Whether you play or collect marbles or just enjoy festivals, the National Rolley Hole Marble Festival is a fun place to be. The festival is held in September, but the date varies, so check with the park for specifics. Watch grown men and women get down on their hands and knees to shoot marbles in a serious competition. You will also get to enjoy delicious food, live music, marble making, a swap meet, games, and tons of other activities for all ages. Be sure to book a site well in advance because this is a nationally televised event and people come from all over Tennessee and all over the world.
Grab the hot dogs, burgers, and buns and head to the park with the family for a picnic. There are picnic tables all over the park, each with their own barbecue grills for you to use. Be sure you have your basics like charcoal, BBQ tools, and eating utensils. You can also reserve a picnic shelter at the park if you have a large family or group. The pavilions can accommodate from 24 to 90 guests, depending on which one you choose. The most popular being Pavilion 5, which is right next to the dam, seats 90, and has a playground, volleyball, horseshoe pits, and a recreational field.

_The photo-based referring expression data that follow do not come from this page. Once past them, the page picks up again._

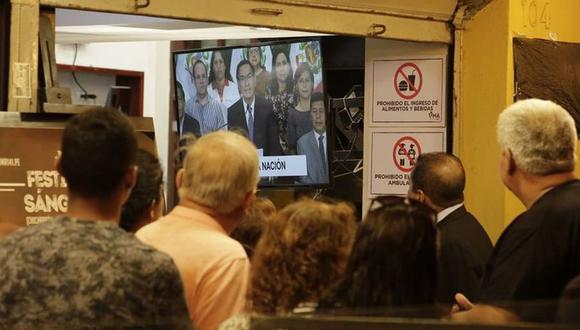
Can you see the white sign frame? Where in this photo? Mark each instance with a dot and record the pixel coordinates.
(427, 109)
(376, 178)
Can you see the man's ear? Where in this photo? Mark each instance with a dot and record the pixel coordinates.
(58, 162)
(418, 195)
(512, 166)
(131, 177)
(179, 178)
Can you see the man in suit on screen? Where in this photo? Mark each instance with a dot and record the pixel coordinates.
(314, 144)
(253, 113)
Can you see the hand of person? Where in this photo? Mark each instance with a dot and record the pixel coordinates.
(462, 304)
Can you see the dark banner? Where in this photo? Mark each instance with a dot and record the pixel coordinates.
(548, 70)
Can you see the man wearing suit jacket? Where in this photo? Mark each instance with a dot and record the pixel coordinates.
(254, 114)
(538, 253)
(314, 144)
(438, 180)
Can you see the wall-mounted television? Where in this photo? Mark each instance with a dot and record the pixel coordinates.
(273, 93)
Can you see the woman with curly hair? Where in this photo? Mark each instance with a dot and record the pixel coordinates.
(280, 91)
(393, 261)
(299, 121)
(301, 253)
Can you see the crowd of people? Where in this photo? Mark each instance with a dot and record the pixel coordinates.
(222, 255)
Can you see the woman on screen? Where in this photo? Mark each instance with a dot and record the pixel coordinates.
(393, 262)
(222, 88)
(299, 121)
(263, 77)
(280, 90)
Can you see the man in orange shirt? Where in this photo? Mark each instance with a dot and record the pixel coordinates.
(216, 185)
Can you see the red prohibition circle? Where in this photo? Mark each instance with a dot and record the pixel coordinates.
(400, 72)
(395, 160)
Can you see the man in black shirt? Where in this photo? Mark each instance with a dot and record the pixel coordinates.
(438, 180)
(538, 253)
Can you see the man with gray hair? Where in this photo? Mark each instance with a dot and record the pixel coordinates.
(216, 185)
(538, 253)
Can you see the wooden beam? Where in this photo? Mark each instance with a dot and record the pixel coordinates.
(274, 15)
(23, 76)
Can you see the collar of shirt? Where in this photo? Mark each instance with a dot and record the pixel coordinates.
(188, 214)
(441, 215)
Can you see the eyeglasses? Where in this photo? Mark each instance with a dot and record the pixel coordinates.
(390, 200)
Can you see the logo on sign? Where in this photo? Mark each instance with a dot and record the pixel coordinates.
(408, 81)
(405, 153)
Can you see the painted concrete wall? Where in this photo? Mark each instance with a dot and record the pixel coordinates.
(486, 87)
(482, 96)
(152, 58)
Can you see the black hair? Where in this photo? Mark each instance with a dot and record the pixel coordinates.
(225, 53)
(441, 177)
(393, 261)
(98, 148)
(274, 87)
(243, 62)
(196, 63)
(147, 190)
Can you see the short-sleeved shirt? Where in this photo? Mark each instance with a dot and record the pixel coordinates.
(70, 273)
(214, 267)
(209, 115)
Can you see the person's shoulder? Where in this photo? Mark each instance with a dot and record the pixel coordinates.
(307, 136)
(237, 105)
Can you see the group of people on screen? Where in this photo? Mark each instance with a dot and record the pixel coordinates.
(222, 254)
(273, 108)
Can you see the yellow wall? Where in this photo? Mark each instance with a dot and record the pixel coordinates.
(486, 87)
(482, 95)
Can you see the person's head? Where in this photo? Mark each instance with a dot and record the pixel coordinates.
(220, 172)
(260, 211)
(304, 80)
(219, 67)
(301, 253)
(318, 113)
(246, 80)
(394, 257)
(145, 204)
(98, 155)
(282, 69)
(536, 137)
(199, 77)
(255, 57)
(438, 180)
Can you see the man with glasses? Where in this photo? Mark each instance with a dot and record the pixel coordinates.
(205, 110)
(438, 180)
(253, 113)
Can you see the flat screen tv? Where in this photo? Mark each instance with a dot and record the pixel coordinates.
(273, 93)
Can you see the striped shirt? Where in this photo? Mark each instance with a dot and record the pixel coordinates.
(209, 116)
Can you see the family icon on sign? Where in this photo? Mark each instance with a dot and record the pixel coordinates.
(405, 153)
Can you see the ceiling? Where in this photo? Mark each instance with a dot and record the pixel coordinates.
(77, 27)
(74, 26)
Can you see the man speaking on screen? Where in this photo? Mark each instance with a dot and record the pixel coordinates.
(314, 144)
(253, 113)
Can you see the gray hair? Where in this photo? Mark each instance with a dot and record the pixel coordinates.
(219, 170)
(541, 136)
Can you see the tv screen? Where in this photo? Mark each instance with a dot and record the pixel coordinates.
(272, 93)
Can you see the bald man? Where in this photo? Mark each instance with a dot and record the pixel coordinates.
(438, 180)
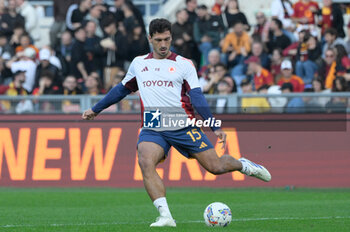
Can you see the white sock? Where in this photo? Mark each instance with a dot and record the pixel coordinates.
(162, 207)
(245, 168)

Whether you call it Kelly Lake or Standing Stone Lake, the 69-acre lake has plenty of hungry fish just waiting for visitors to cast a line out. One of the most popular fish in the park is trout, which is stocked annually in the winter. These are best caught fly fishing with pink or yellow flies. Live bait and bobbers are great for catching bass as well as flies and other lures. Catfish get humongous here so bring a net and toss in a line with live bait and a sinker on it. Then just sit back and wait. Be sure to get a Tennessee fishing license first.

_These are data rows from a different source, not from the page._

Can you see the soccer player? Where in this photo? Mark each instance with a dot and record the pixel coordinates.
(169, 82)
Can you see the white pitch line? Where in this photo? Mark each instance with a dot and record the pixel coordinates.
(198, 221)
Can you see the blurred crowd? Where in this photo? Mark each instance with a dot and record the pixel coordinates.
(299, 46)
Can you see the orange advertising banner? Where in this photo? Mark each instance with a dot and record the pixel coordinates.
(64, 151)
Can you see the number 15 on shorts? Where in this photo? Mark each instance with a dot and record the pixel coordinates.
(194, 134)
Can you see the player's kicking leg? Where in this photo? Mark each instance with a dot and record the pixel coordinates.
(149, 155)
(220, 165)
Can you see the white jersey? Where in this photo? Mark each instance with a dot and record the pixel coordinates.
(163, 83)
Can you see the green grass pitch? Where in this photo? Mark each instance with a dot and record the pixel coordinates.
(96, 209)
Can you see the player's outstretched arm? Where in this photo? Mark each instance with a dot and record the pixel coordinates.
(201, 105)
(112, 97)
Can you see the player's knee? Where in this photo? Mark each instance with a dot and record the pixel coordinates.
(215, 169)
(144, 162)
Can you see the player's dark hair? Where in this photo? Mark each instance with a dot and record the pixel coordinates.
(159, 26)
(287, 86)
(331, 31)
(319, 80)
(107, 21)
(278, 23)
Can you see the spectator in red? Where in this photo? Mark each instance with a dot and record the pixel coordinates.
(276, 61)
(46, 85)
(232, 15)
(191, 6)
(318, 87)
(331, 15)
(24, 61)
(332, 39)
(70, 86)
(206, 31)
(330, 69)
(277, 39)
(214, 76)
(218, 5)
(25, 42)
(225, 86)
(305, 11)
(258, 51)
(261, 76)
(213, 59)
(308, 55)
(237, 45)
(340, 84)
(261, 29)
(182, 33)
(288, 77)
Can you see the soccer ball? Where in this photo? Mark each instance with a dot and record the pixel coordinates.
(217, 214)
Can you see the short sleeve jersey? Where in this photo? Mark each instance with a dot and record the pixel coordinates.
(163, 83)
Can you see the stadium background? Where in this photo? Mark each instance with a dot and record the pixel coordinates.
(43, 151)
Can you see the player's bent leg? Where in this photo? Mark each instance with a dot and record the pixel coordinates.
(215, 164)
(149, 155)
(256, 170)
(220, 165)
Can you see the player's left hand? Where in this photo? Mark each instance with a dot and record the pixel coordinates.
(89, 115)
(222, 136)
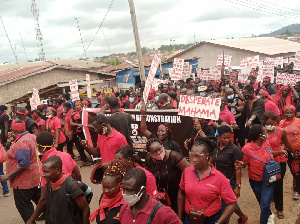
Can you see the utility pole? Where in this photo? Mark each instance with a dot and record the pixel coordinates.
(137, 41)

Pack your comfy hiking shoes in the RV before heading for the park so you can enjoy the hiking trails. The main trail is the 4.6-mile Lake Trail. It begins at the suspension bridge below the dam where you will cross Mill Creek and then climb some stairs to the right. Turn left onto the old road and continue following the trail up the hill to the Moses Fisk House. You’ll pass over the Beach Road, where you continue to follow the trail down a set of wood stairs. Follow the trail markers over more bridges, and you can take one of the spur trails or head back to the dam.